The breaking point came when the panic attacks, which she attributes to her nomadic lifestyle, pushed her to find a home base. Upon settling down in Portugal and signing a lease on an apartment, Juliff saw her income triple within a year. She credits the improvement to the consistency of being in one place and not traveling constantly. Her panic attacks vanished, she joined a gym, started cooking healthy meals and built a solid community of friends.

Breaking away from the nomadic lifestyle was a difficult decision for Juliff, as she had built her identity around being a full-time digital nomad. Everything she did was centred on travelling: running a travel blog, planning future trips in her free time and having friends who were all travellers. "Making the decision to stop was hard,” she says, “I did struggle quite a bit with learning who I was as a person if I wasn’t travelling full-time.”

Beverly Thompson, a sociologist from Sienna College, US, who researches digital nomadism, says many people who elected the digital nomad lifestyle weren’t prepared for the downsides, partly because its community often presents an idealised image through social media and blogging, hiding the negative aspects, such as loneliness, mental health issues and financial struggles. 

While some workers find the set up sustainable – especially, she says, those who monetise the lifestyle on social media – nomadism doesn’t work for everyone who endeavours it.

“You’re totally bound by what passport you have. You have to have a strong passport,” says Thompson, pointing out that weaker passports restrict the number of countries a person can travel to without a tourist visa.

Darius Foroux worked as a digital nomad in Spain, but ultimately found the housing situation too difficult to navigate (Credit: Courtesy of Darius Foroux)

Darius Foroux worked as a digital nomad in Spain, but ultimately found the housing situation too difficult to navigate (Credit: Courtesy of Darius Foroux)

This became a problem for Darius Foroux. His first few months living the digital nomad lifestyle were blissful. He enjoyed the sunny weather and palm trees by the beach.

But he soon realised that to have a suitable remote set-up he needed a home base. When he began searching for a long-term apartment he found the process wasn’t nearly as easy as he expected, with complicated legal procedures, and a multi-month timeline he couldn’t manage. He also grappled with the inflated housing market in the Malaga and Marbella regions. The increased demand had driven up rents, and there were no regulations limiting what rental agencies could charge. He was taken aback by the high deposit requirements and agency fees.
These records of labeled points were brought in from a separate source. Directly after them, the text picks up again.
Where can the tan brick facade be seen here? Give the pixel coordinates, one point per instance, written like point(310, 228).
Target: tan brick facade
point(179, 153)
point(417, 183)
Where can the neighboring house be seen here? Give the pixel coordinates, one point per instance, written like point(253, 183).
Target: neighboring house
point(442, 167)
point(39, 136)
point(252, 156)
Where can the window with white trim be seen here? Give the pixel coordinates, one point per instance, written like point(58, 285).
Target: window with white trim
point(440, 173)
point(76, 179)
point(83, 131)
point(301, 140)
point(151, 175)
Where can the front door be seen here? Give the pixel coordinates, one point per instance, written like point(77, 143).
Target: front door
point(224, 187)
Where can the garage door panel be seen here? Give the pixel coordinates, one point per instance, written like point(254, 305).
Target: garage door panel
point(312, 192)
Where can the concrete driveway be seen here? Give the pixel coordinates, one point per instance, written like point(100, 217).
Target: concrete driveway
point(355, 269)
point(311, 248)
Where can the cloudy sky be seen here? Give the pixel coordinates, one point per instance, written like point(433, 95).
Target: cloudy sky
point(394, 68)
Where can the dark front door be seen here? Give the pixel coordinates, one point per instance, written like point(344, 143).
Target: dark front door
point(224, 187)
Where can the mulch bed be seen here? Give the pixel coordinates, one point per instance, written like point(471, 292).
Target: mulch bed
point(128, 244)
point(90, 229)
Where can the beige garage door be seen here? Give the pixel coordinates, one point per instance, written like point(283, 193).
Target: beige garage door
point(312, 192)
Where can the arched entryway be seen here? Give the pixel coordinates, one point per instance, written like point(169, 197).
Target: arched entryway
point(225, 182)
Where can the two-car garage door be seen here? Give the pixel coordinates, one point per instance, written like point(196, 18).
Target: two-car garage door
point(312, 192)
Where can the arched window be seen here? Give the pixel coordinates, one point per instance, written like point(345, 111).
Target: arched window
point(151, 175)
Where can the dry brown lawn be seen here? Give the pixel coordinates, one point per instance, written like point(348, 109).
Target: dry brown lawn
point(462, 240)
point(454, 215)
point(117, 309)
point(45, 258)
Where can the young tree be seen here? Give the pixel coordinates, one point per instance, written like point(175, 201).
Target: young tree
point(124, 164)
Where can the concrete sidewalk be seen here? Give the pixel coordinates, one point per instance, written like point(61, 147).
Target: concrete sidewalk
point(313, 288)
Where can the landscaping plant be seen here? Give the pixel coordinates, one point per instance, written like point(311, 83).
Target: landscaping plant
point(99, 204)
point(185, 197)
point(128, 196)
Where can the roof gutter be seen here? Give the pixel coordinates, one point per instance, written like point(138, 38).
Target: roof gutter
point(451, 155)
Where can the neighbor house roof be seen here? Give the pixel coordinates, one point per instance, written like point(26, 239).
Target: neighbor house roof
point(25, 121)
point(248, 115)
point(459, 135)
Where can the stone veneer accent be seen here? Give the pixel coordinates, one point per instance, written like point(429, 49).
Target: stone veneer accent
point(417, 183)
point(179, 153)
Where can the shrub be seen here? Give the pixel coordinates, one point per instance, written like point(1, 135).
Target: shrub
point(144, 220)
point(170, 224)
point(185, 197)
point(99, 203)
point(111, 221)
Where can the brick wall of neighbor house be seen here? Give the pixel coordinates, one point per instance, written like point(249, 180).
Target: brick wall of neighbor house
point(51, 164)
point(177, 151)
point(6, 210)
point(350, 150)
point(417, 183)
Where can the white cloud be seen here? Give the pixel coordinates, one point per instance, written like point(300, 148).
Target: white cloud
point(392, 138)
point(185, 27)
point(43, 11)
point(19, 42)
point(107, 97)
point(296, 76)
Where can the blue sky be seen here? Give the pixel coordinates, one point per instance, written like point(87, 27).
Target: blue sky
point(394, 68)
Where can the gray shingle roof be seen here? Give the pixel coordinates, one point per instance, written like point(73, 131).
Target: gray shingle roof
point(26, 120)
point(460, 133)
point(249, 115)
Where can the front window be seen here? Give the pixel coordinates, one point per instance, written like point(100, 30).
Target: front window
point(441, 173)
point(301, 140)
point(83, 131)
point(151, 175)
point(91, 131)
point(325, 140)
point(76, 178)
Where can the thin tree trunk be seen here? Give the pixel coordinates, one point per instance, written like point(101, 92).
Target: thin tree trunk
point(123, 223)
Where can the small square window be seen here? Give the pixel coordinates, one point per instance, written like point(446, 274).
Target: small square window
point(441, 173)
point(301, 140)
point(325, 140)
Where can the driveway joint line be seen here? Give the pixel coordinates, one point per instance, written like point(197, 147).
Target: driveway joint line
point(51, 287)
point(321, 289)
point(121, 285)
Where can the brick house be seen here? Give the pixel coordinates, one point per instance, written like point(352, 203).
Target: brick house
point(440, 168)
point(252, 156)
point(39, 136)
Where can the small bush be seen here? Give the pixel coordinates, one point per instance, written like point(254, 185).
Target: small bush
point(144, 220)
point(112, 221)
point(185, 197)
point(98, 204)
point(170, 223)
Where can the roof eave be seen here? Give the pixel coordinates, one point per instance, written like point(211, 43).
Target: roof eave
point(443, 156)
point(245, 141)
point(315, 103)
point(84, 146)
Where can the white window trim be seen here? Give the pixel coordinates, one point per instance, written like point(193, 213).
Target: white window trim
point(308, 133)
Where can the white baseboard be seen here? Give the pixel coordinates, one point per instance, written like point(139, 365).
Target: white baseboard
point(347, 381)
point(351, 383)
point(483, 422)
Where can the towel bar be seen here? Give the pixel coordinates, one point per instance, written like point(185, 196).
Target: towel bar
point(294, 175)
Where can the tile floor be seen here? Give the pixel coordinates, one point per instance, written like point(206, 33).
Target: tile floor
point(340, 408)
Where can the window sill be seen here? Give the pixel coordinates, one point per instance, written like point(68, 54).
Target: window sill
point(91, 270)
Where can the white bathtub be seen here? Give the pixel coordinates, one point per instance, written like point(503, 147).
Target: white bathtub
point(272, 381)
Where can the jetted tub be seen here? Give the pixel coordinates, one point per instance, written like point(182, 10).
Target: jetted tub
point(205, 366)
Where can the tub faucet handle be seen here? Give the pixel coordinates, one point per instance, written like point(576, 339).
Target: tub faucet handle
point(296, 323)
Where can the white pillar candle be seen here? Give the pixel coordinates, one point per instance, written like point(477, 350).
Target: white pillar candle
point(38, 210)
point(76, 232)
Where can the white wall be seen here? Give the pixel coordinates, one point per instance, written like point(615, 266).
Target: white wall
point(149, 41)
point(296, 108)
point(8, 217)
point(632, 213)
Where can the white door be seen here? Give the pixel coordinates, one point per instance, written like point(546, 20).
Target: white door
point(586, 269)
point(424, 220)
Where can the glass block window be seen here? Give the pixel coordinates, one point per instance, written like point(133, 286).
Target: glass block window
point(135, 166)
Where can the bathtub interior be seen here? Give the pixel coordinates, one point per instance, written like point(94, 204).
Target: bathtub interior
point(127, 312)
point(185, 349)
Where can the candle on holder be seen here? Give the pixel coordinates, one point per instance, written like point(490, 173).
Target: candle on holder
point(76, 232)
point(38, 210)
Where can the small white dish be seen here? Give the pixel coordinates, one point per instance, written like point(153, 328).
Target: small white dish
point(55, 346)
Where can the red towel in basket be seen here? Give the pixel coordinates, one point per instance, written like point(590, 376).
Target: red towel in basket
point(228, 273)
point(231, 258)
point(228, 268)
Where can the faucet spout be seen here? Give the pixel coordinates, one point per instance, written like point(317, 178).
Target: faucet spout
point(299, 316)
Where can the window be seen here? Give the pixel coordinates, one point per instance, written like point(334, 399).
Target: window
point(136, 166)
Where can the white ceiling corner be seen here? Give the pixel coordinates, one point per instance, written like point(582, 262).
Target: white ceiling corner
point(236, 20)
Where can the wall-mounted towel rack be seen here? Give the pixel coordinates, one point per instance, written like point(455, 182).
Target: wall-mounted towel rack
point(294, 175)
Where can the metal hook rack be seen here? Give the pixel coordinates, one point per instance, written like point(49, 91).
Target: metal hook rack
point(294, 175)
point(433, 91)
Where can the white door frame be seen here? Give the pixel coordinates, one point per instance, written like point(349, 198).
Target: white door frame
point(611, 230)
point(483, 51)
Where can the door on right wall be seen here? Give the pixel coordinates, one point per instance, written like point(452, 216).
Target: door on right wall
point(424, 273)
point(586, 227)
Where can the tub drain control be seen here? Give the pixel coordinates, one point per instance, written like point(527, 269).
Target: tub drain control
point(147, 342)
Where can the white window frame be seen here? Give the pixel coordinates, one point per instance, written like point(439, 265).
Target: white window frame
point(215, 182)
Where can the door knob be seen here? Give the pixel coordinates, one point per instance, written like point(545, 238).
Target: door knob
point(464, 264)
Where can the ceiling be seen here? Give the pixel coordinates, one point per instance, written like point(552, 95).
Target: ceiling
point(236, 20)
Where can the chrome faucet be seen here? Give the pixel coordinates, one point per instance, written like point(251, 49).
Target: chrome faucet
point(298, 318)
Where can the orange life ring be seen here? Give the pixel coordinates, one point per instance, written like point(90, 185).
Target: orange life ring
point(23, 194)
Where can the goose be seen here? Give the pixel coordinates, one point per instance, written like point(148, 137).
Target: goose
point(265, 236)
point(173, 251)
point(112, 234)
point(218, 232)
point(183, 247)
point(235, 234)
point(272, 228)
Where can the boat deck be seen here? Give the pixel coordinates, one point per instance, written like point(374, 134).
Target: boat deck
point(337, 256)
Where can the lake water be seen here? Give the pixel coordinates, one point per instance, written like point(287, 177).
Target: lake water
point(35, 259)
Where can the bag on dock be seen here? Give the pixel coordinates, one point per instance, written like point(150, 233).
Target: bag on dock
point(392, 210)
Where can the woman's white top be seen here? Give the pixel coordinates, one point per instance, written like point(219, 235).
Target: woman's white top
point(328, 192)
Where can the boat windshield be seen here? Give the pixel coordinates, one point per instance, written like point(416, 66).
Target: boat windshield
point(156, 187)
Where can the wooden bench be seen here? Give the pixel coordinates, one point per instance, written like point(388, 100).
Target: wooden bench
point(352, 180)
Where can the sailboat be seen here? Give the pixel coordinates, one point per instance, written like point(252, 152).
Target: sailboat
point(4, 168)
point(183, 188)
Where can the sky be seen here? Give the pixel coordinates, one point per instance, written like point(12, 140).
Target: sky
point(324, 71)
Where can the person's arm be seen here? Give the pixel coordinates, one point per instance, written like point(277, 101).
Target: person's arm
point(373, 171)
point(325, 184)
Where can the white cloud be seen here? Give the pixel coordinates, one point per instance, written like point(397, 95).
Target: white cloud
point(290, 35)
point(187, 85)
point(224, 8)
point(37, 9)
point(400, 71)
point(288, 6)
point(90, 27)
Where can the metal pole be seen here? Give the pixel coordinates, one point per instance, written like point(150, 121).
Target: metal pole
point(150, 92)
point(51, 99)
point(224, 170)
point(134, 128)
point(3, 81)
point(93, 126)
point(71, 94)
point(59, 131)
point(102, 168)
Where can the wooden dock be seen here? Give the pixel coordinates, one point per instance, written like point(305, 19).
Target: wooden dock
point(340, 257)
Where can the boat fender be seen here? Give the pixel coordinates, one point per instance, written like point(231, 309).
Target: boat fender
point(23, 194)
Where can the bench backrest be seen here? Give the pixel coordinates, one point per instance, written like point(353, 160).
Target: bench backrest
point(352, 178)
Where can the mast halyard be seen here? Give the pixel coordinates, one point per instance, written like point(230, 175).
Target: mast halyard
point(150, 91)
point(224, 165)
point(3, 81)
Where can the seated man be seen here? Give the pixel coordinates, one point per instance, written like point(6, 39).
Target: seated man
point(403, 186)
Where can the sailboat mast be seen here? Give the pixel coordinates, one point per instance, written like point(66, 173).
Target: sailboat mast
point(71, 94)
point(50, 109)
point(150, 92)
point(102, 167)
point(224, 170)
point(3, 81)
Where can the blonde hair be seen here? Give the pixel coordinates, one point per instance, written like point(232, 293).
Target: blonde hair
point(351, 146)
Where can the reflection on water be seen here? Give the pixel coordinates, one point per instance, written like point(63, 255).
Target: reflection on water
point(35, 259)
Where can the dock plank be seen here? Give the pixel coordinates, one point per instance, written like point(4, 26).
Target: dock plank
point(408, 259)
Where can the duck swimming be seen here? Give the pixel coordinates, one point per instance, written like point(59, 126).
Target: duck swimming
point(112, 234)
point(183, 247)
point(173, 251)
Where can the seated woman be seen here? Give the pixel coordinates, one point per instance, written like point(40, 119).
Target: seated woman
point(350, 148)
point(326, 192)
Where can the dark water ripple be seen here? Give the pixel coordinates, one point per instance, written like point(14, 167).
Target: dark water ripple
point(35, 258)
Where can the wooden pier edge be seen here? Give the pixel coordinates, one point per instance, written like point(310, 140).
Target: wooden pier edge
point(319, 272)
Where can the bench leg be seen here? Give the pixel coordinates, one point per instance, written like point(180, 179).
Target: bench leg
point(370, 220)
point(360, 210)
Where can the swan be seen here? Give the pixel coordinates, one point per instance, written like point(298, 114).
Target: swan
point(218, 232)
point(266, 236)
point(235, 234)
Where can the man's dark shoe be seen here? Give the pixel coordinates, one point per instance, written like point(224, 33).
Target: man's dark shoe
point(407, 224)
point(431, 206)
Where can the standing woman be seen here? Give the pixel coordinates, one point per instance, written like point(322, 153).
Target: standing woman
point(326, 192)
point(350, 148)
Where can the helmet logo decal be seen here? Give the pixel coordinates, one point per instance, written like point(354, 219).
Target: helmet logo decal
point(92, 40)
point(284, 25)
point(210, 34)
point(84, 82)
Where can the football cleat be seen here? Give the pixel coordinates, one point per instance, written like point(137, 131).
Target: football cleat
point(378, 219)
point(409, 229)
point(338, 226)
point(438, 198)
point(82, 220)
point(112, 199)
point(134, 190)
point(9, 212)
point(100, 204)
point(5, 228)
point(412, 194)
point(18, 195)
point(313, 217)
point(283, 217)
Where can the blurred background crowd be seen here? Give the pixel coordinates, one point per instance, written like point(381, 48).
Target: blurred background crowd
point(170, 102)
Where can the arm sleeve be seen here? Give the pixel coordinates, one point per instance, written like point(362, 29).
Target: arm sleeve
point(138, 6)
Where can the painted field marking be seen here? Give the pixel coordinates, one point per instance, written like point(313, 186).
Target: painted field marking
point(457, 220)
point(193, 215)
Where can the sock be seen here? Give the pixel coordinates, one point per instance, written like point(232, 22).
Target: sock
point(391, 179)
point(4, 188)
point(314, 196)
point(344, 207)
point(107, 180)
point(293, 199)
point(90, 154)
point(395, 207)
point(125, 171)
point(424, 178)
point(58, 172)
"I didn't expect this," he says. "I moved to Spain thinking the cost of living would be lower. But it turned out to be just as expensive as in the Netherlands. In essence, I was paying a premium for nice weather." After fewer than six months in Spain, Foroux returned to the Netherlands, planning for a life of stability and focused time that he realised he needed as a writer and solo entrepreneur.

Of course, plenty of people are still making the digital-nomad lifestyle work. But as workers have revealed, even those well positioned to succeed have faced challenges of maintaining productivity, health and personal relationships while constantly on the move. And although the number of digital nomads has surged in recent years, according to some data, it’s still a small percentage of workers worldwide and tends to concentrate in a few nations with advantageous passports.

“It’s not going to stop,” Thompson, says of the trend. “Younger people will perhaps spend a few years trying to be a digital nomad. But overall, more and more people are seeing the reality of this lifestyle. Meanwhile, employers want employees back in the office. So, the trend will continue to grow, but it might slow down.”